The complex is set to be backed via subsidy scheme SDE+, a driver of solar growth in the Netherlands (Credit: Solarfields)
Local authorities have granted planning permission to what is being described as the Netherlands’ largest PV installation to date.
Dronten municipality found this week no objection to the set-up of a 125MW PV park at a 100-hectare site in Flevoland, an island province reclaimed throughout the last century.
The complex will feature the two separate plants of Dorhout Mees and Flevonice, the respective work of developers Solarfields and IB Vogt.
According to Solarfields, both plants are expected to break ground in Q1 2021 and should incorporate, once finished, more than 335,000 panels.
At 118GWh, the duo’s output will cover the electricity needs of nearly 34,000 homes, the firm estimates. The plan, according to Solarfields, is for the complex to secure government subsidies under the SDE+ programme.
The complex’s planned 125MW size represents a record for Dutch solar, the developer said. An earlier claimant to the top PV spot – a Sunport project backed with a PPA with Google – was significantly smaller, targeting a peak capacity of 30MW.

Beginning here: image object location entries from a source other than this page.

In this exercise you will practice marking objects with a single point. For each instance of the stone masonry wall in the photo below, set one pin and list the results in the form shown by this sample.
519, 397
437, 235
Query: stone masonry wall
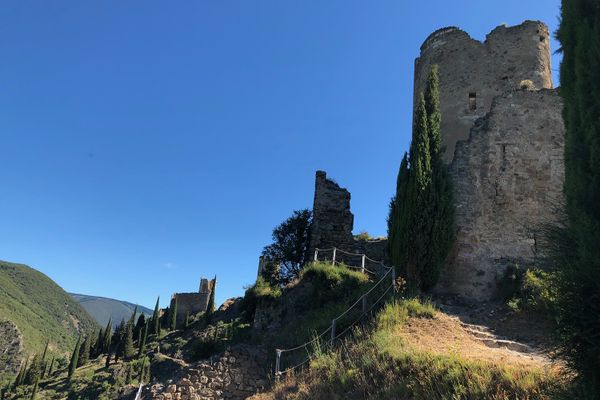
236, 374
332, 220
192, 303
468, 67
507, 177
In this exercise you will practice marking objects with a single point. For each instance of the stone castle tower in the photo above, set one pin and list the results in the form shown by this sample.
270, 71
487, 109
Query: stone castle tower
189, 304
503, 135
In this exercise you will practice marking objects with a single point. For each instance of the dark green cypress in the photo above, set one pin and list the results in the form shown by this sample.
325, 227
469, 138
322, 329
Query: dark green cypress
440, 199
49, 373
132, 318
210, 309
142, 341
84, 352
156, 318
45, 350
421, 217
578, 272
106, 341
174, 315
34, 392
74, 359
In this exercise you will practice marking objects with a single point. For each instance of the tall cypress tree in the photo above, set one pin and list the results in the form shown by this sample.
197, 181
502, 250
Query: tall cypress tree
74, 359
421, 218
210, 308
156, 318
132, 318
174, 315
578, 273
84, 352
106, 341
142, 340
440, 201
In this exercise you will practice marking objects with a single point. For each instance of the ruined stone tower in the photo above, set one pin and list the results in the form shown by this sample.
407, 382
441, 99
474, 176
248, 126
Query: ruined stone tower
193, 303
473, 73
504, 143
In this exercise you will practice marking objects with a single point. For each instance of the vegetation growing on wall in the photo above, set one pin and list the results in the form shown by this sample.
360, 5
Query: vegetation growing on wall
287, 254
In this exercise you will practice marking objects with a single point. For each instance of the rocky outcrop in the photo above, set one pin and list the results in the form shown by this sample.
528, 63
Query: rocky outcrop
238, 373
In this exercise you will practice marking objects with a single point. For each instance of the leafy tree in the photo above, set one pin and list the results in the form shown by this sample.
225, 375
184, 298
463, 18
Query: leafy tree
287, 254
578, 272
74, 359
421, 218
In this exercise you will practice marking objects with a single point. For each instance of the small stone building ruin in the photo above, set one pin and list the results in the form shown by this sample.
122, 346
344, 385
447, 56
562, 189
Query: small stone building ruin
333, 223
503, 135
189, 304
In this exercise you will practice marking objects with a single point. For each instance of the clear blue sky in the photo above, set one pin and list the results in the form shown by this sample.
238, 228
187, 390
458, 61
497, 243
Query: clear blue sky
145, 144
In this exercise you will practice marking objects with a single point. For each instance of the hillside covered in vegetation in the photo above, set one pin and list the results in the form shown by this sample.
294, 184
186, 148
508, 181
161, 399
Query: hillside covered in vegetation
41, 310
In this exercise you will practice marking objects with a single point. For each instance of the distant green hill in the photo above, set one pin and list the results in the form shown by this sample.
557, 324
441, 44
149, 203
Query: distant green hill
103, 308
41, 309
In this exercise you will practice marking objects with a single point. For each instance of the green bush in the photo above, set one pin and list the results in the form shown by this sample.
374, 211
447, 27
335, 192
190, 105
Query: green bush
532, 291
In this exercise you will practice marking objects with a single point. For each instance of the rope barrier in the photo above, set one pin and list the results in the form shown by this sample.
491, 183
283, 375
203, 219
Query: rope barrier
332, 328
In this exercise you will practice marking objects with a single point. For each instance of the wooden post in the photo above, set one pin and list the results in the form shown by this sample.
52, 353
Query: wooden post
332, 330
277, 364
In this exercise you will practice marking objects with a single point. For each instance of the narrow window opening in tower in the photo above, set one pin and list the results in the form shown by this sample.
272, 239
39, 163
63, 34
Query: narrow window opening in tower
472, 101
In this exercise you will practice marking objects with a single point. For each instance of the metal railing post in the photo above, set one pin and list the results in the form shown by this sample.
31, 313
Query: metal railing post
277, 364
332, 330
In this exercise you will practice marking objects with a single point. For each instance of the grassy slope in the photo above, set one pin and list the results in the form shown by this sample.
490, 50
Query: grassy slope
41, 309
380, 363
102, 308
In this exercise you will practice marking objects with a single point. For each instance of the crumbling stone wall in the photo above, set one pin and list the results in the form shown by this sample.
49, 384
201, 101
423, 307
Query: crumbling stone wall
236, 374
473, 73
332, 220
333, 223
508, 178
192, 303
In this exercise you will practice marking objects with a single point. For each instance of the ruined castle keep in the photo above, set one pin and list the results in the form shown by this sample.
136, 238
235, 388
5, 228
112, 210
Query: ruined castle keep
503, 135
189, 304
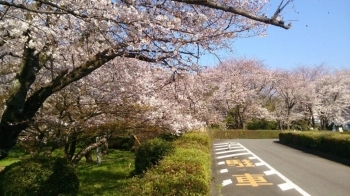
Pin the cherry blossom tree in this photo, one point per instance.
(288, 85)
(332, 99)
(66, 41)
(238, 90)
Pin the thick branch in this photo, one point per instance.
(212, 4)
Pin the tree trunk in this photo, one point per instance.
(79, 156)
(88, 157)
(20, 110)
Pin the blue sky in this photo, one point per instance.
(320, 33)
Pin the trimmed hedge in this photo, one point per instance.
(184, 173)
(327, 142)
(39, 176)
(243, 134)
(150, 153)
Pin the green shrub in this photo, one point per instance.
(150, 153)
(262, 125)
(243, 134)
(39, 176)
(186, 172)
(327, 142)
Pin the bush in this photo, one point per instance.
(326, 142)
(186, 172)
(262, 125)
(243, 134)
(150, 153)
(39, 176)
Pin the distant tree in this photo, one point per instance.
(239, 89)
(66, 41)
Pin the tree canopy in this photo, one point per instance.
(47, 45)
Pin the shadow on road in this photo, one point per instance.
(318, 153)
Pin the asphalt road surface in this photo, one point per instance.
(243, 167)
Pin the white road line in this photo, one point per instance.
(232, 155)
(290, 183)
(285, 186)
(259, 164)
(226, 182)
(226, 148)
(232, 143)
(223, 170)
(228, 151)
(270, 172)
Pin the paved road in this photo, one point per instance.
(265, 167)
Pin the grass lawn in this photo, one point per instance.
(110, 178)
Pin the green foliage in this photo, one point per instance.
(243, 134)
(121, 143)
(328, 142)
(262, 125)
(112, 177)
(39, 176)
(186, 172)
(150, 153)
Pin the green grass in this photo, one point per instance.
(110, 178)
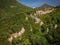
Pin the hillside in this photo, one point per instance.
(13, 6)
(19, 25)
(44, 7)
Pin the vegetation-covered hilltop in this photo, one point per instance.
(18, 27)
(44, 7)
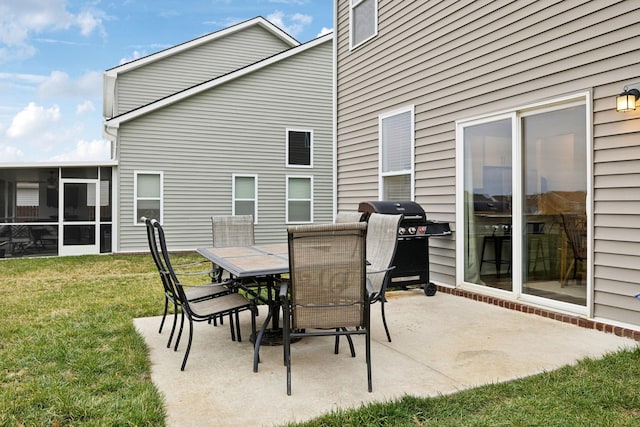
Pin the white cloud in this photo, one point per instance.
(84, 107)
(88, 22)
(96, 150)
(11, 154)
(32, 120)
(19, 20)
(135, 55)
(59, 84)
(324, 31)
(296, 2)
(291, 24)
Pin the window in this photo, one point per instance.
(245, 190)
(299, 148)
(299, 199)
(148, 196)
(396, 154)
(363, 20)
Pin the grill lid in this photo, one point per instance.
(410, 209)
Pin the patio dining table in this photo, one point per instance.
(257, 261)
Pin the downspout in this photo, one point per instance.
(334, 123)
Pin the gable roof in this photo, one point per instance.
(260, 21)
(114, 122)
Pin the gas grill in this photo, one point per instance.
(412, 254)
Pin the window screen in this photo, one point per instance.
(363, 20)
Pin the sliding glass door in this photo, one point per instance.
(523, 198)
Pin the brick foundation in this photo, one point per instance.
(518, 306)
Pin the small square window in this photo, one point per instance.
(299, 147)
(148, 196)
(245, 200)
(299, 199)
(363, 16)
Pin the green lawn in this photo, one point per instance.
(70, 356)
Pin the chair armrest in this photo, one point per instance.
(195, 273)
(384, 270)
(191, 264)
(284, 289)
(204, 285)
(370, 291)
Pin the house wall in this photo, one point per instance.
(238, 127)
(459, 59)
(187, 68)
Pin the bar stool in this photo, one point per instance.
(501, 234)
(535, 247)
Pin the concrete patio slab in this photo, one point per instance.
(441, 344)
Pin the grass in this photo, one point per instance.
(70, 356)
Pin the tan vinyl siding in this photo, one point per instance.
(616, 204)
(238, 127)
(187, 68)
(460, 59)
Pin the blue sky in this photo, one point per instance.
(53, 54)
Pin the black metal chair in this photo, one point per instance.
(193, 293)
(382, 242)
(326, 294)
(231, 230)
(202, 310)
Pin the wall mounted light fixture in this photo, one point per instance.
(626, 101)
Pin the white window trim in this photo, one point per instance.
(255, 192)
(352, 6)
(310, 131)
(135, 195)
(410, 171)
(287, 200)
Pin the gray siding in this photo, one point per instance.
(494, 56)
(238, 127)
(187, 68)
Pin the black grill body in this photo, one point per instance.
(412, 254)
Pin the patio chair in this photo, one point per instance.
(575, 226)
(343, 216)
(326, 294)
(382, 242)
(202, 310)
(193, 293)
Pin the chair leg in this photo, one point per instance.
(186, 353)
(350, 341)
(238, 326)
(175, 348)
(287, 349)
(384, 320)
(368, 358)
(164, 314)
(173, 326)
(231, 327)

The progress for the Dronten project comes at a bullish time for the broader Dutch PV industry, with IRENA figures finding a doubling of installed capacity between 2016 (2GW) and 2018 (4.15GW).
Growth to date seems to be mostly driven by SDE+ subsidies, whose last round awarded solar €3.2 billion (US$3.57 billion) of a €6 billion total (US$6.67 billion). As industry figures told PV Tech this year, success on a subsidy-free basis will take longer to materialise in a Dutch market of land scarcity and low power prices.